Some ninety years after the Mendelian-biometrician conflict started, the molecular biologists give every appearance of following a similar route. With great scientific excitement on their side, but with rather few opportunities for practical application, the molecular biologists are pursuing the idea of transgenic resistance in crops with great vigour. There is a very real danger that most of these single-gene resistances will prove as ephemeral as vertical resistance, when they are employed in farmers' crops on a basis of uniformity. Many irresponsible claims have been made for newly discovered resistance genes, and it is of the utmost importance that this matter be properly assessed.

There can be no doubt that a large area of crop, uniformly protected by a single-gene resistance, will exert very strong selection pressure on the parasite. Clearly, the crucial question is whether these transgenic resistances are within, or beyond, the capacity for micro-evolutionary change of the parasite. And this is not an easy question to answer with any degree of confidence. However, there can be no doubt that great uncertainty exists, and that the molecular biologists should be much more cautious at claiming to have found the answer to crop parasites.

One possible argument is to examine the nature of immunity. The maximum level of horizontal resistance may confer an apparent immunity but it is not true immunity. This is because the horizontal resistance can be host-eroded (see 6.6.1), and the apparent immunity will then be revealed as mere resistance. But it is polygenically inherited resistance, which is beyond the capacity for micro-evolutionary change of the parasite, and it is stable. Similarly, vertical resistance confers an apparent immunity, but only to non-matching vertical pathotypes. This is not true immunity because it is within the capacity for micro-evolutionary change of the parasite, and it is unstable.

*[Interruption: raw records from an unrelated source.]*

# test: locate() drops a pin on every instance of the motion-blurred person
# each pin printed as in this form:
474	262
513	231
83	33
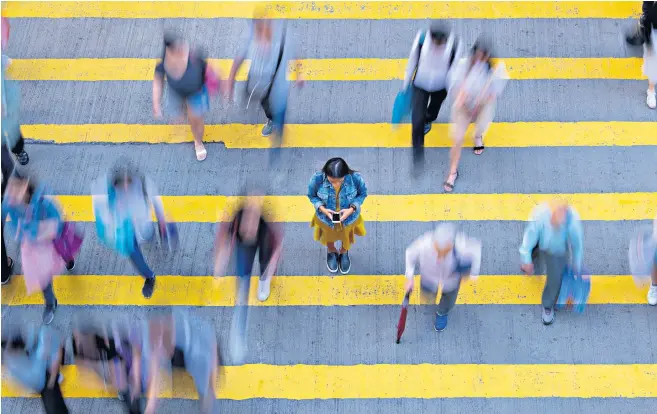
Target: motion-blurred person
477	84
7	171
189	77
33	360
637	37
37	222
176	342
123	216
445	257
268	45
11	102
105	349
649	68
554	228
337	193
428	71
248	233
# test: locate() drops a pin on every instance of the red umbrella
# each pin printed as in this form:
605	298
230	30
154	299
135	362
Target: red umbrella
401	325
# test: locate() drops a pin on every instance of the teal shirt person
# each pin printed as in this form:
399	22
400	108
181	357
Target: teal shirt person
11	102
551	239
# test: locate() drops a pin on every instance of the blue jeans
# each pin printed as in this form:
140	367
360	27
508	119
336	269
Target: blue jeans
49	295
139	262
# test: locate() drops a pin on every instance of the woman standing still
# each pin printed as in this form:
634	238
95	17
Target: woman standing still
337	193
477	84
189	77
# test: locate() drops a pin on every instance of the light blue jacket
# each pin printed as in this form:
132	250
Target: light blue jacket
550	239
352	193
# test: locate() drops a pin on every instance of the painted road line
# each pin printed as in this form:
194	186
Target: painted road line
325	9
420	207
373	290
93	70
500	134
306	382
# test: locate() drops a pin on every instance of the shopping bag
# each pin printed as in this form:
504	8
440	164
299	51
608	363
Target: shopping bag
40	261
642	255
401	110
68	243
575	290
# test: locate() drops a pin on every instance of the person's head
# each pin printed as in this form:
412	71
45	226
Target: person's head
439	33
251	214
336	169
443	239
174	45
19	190
481	51
559	210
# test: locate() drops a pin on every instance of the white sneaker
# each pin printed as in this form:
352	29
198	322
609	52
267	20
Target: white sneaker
652	295
264	289
651	100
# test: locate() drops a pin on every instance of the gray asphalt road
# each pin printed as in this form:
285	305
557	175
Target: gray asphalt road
492	334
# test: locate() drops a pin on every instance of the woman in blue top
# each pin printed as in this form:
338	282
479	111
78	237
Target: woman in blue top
337	193
34	218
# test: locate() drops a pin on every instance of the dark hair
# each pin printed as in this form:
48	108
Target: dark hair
337	168
439	32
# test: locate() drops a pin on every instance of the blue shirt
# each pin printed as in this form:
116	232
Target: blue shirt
553	240
352	193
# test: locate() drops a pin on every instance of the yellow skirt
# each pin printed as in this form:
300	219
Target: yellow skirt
346	235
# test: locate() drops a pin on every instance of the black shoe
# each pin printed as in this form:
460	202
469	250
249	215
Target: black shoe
49	313
7	278
149	287
344	262
332	262
23	158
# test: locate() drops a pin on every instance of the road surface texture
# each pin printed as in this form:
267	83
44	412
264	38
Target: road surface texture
572	121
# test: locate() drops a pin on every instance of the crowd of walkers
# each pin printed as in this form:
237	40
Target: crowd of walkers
130	357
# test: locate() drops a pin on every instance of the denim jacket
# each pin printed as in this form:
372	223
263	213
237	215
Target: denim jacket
39	209
352	193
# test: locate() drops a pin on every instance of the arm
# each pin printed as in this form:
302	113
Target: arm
576	240
413	59
313	187
362	192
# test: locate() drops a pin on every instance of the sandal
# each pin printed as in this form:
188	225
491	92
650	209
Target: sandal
449	187
201	152
480	147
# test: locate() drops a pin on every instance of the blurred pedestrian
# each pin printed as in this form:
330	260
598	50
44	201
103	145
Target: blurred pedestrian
337	193
637	37
33	360
477	84
554	228
649	19
7	171
11	103
38	223
123	216
428	71
191	80
248	233
105	349
268	45
445	257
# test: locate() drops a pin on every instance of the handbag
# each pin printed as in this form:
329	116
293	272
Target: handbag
41	261
69	242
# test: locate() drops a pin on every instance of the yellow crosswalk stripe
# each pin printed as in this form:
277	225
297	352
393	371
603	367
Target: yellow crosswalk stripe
322	69
500	134
419	207
122	290
324	9
305	382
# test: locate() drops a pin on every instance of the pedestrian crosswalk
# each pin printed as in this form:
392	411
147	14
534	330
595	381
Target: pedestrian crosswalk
572	125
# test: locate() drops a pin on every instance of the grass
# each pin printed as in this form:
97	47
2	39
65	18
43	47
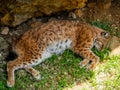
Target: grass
63	71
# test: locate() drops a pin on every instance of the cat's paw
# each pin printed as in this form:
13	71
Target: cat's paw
37	77
84	63
10	83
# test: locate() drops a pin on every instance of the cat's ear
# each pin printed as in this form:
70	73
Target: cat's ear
105	34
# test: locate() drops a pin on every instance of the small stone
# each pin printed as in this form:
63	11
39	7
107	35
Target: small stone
115	46
4	30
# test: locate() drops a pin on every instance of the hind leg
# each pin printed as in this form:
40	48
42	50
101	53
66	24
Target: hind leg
34	72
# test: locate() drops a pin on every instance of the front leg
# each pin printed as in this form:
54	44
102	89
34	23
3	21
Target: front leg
88	56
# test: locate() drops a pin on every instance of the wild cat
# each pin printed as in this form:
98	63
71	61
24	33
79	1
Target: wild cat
54	37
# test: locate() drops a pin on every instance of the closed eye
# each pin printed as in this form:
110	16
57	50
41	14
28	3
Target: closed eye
105	34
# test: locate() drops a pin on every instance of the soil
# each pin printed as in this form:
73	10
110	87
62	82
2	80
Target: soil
12	33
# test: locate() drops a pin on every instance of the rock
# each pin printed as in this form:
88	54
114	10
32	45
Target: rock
17	11
3	44
115	46
4	30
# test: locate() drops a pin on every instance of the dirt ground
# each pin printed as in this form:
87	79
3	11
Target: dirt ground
8	34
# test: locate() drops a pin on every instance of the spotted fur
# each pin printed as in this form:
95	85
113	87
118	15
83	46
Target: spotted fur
54	37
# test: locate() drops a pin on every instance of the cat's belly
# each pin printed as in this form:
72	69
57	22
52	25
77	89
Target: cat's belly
59	47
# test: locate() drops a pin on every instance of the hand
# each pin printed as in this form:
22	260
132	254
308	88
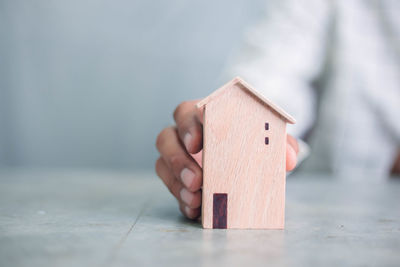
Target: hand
176	165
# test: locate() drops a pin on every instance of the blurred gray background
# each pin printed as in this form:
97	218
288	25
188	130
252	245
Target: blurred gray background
89	84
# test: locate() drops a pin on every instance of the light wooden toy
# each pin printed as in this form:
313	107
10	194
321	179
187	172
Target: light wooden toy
244	159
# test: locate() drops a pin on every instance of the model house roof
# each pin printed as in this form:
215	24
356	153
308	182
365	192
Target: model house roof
248	88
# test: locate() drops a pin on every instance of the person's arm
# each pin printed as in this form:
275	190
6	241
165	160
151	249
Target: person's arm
283	54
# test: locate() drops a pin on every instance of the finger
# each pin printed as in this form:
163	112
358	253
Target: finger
183	166
173	185
190	199
293	142
188	120
188	212
291	157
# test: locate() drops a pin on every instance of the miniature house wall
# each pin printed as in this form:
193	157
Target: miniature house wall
243	159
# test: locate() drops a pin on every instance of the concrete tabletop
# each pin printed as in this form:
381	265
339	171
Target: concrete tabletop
54	218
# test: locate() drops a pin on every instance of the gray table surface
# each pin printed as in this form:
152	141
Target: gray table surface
87	218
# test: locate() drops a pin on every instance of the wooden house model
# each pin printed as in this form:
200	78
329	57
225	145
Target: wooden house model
244	159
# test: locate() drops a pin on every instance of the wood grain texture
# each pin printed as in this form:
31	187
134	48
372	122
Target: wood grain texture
237	161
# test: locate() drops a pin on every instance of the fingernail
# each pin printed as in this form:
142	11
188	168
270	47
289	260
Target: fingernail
186	196
187	139
187	177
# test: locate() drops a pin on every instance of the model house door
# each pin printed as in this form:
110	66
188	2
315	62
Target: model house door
220	212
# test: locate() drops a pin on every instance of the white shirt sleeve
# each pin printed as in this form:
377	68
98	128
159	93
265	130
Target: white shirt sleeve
283	54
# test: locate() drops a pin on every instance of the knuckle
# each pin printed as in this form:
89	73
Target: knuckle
161	138
182	107
176	162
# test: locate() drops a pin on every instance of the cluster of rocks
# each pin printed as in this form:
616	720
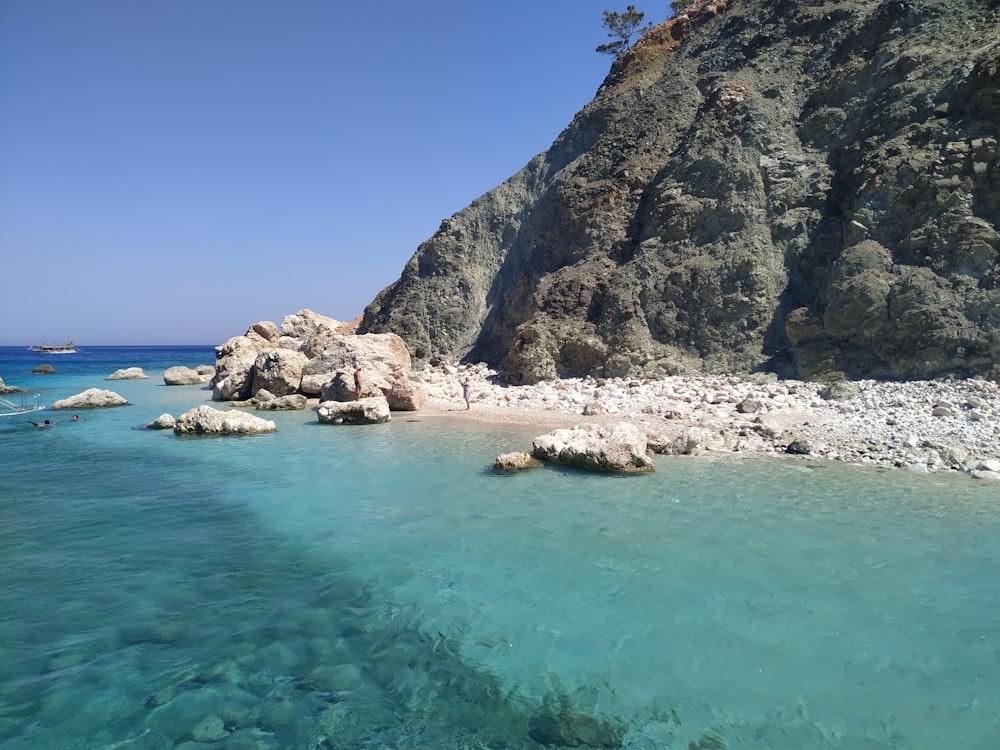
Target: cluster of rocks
312	356
915	425
921	426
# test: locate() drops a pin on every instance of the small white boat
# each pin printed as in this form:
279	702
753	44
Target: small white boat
12	405
66	348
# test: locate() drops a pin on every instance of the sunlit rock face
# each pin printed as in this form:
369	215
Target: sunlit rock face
805	187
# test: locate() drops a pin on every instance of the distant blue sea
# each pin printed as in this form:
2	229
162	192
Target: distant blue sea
381	587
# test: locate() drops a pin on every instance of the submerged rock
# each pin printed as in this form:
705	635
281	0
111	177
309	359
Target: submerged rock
180	375
616	447
92	398
162	422
371	410
129	373
206	420
516	461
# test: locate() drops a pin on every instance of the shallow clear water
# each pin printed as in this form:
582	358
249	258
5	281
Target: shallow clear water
380	586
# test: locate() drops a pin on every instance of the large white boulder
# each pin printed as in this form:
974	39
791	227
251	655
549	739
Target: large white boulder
180	375
234	362
207	420
129	373
278	371
92	398
615	447
382	358
310	332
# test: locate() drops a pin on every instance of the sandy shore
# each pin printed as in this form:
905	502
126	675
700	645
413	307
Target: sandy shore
920	426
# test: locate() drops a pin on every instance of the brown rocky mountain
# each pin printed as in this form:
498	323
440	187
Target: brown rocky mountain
805	186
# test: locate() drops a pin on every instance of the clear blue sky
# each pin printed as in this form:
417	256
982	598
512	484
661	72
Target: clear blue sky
172	171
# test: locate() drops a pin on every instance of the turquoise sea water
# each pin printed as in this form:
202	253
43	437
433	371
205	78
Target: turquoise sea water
381	587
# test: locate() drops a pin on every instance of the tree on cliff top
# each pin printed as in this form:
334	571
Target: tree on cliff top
621	28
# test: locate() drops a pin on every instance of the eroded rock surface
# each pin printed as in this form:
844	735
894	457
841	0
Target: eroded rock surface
806	187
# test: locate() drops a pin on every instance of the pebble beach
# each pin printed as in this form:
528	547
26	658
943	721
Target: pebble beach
917	426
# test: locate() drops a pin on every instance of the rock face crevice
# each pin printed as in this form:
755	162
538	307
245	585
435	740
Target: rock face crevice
801	186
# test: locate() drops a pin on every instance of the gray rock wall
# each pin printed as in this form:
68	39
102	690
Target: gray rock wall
801	186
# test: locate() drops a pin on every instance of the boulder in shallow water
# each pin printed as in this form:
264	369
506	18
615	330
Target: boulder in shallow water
291	402
92	398
162	422
516	461
372	410
615	447
129	373
180	375
204	420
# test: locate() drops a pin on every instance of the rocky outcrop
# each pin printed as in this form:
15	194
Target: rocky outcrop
614	447
805	187
180	375
129	373
204	420
92	398
162	422
313	355
516	461
371	410
289	402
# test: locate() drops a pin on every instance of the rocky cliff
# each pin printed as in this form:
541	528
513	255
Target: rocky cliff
805	186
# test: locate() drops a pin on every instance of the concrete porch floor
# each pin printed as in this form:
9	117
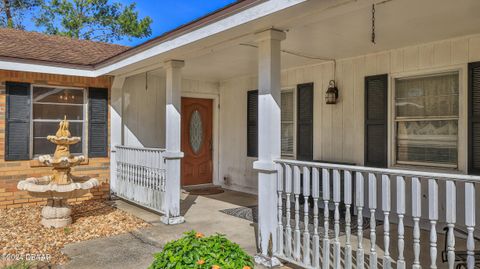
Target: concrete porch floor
135	250
202	213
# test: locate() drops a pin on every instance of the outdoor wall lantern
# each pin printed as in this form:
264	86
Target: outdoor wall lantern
331	95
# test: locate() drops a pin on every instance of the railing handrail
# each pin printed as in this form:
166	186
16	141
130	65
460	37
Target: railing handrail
396	172
140	148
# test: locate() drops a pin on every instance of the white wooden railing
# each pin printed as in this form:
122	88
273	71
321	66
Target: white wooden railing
301	239
141	176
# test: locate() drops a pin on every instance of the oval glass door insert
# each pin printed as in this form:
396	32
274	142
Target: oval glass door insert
196	131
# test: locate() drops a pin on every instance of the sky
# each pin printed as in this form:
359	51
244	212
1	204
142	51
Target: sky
169	14
166	14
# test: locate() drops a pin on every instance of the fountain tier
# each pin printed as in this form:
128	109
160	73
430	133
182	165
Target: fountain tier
61	185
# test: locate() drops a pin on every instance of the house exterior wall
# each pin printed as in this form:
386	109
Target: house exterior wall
144	107
13	171
339	129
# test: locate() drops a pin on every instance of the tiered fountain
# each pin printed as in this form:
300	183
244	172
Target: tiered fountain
61	185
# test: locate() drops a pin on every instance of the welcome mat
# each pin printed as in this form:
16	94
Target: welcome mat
206	191
251	214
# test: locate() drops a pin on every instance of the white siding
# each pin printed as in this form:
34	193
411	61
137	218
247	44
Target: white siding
338	129
144	107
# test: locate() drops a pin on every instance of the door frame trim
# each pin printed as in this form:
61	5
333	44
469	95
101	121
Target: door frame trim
215	129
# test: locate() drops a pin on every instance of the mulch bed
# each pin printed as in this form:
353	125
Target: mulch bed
21	233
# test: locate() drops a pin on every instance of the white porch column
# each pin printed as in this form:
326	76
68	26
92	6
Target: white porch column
172	142
116	127
268	140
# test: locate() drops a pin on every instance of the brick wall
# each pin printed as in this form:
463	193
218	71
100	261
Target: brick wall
13	171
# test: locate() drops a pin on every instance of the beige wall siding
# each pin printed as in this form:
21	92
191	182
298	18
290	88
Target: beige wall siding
338	129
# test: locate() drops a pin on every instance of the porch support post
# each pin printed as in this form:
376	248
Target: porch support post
172	142
268	142
116	127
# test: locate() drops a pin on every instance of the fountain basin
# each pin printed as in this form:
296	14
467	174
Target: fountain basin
57	212
63	140
44	188
62	162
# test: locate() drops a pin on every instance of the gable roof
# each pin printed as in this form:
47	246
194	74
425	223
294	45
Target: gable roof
32	46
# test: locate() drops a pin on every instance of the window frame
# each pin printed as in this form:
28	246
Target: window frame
292	89
85	118
461	120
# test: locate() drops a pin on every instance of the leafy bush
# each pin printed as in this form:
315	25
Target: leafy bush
199	252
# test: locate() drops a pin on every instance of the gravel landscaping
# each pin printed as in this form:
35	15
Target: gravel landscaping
22	235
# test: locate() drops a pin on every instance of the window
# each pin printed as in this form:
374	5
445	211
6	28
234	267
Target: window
49	106
288	123
426	120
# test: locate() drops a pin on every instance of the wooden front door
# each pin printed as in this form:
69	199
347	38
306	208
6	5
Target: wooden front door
197	164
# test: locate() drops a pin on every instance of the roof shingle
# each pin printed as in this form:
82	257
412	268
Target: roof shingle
25	45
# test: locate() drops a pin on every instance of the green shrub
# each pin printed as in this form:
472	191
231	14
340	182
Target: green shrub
198	252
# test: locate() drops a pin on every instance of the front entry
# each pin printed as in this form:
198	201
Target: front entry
197	143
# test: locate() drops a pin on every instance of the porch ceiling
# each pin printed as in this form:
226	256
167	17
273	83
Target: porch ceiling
340	29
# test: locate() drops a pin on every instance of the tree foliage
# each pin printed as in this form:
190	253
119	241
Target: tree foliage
12	12
99	20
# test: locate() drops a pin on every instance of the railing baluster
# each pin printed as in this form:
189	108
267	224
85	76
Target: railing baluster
451	218
288	228
372	203
470	222
326	198
316	237
279	209
336	201
347	179
359	202
296	191
386	203
306	233
416	214
401	215
433	217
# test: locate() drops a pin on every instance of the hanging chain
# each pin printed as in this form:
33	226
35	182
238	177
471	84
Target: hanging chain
373	24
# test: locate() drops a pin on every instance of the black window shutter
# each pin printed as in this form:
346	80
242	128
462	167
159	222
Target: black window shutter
376	94
98	122
474	118
252	123
305	122
17	128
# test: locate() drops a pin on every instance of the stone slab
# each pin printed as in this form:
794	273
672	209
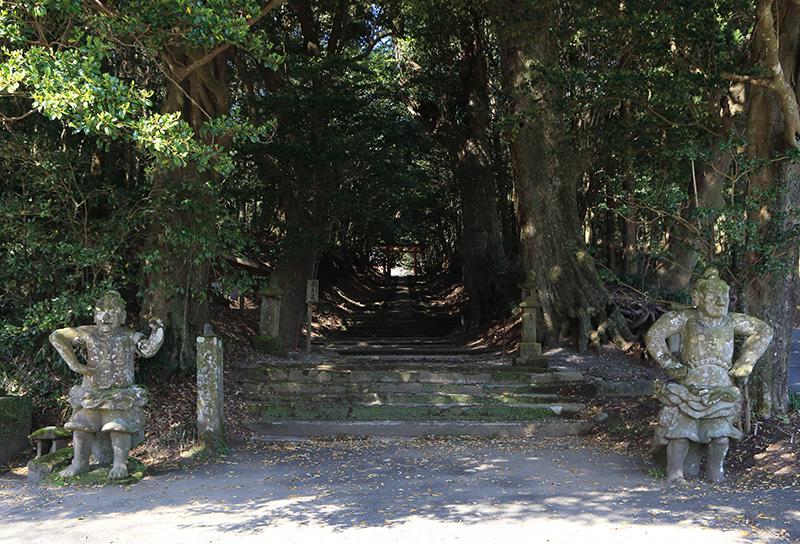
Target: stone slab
281	430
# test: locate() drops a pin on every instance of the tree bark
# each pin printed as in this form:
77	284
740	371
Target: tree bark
689	239
771	293
574	300
486	269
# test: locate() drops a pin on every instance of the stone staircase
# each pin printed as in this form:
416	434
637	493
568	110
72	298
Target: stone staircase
394	371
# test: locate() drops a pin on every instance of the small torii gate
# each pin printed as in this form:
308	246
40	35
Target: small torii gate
391	253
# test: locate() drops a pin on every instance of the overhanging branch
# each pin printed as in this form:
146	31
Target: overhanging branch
182	72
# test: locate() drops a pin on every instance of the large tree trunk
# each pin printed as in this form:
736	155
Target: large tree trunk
688	238
184	222
486	270
574	300
773	129
297	263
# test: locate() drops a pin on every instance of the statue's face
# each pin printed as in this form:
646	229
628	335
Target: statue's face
108	317
713	302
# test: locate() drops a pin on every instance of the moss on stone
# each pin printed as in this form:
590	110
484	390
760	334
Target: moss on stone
98	475
50	433
268	344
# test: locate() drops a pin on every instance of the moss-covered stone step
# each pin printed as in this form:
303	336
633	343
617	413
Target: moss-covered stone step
252	389
543	428
339	374
368	397
339	411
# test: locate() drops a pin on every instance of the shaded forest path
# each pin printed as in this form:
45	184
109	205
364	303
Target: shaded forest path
404	318
396	364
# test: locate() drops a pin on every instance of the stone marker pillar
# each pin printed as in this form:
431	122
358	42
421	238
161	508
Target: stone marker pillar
210	421
529	347
270	309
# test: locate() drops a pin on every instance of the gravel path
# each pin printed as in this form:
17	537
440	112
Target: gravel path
431	490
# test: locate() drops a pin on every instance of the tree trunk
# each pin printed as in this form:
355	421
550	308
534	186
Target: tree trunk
292	271
184	226
486	269
574	300
773	125
688	239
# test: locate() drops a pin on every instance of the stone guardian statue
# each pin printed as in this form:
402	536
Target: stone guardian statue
701	403
106	400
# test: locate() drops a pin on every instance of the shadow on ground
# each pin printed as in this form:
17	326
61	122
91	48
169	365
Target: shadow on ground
366	483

Immunity means that wheat is immune to coffee rust, and coffee is immune to wheat rust. We must enquire whether this true immunity can be genetically controlled by a single gene. And we are compelled to conclude that this is most unlikely. It follows that a transgenic resistance conferred by a single gene will not be true immunity. And, because it is conferred by a single gene, this resistance is likely to result from a simple resistance mechanism, such as hypersensitivity. And a simple resistance mechanism is likely to be within the capacity for micro-evolutionary change of the parasite. Such a mechanism will thus confer a temporary resistance. It will be unstable.

An alternative argument is that a transgenic resistance could involve many genes, and be stable. Unfortunately, the transfer of a sufficient number of genes to confer such stability is beyond the capacity of genetic engineering, which is concerned with single genes. Such a transfer of many genes is also likely to alter the target host, beyond acceptable limits.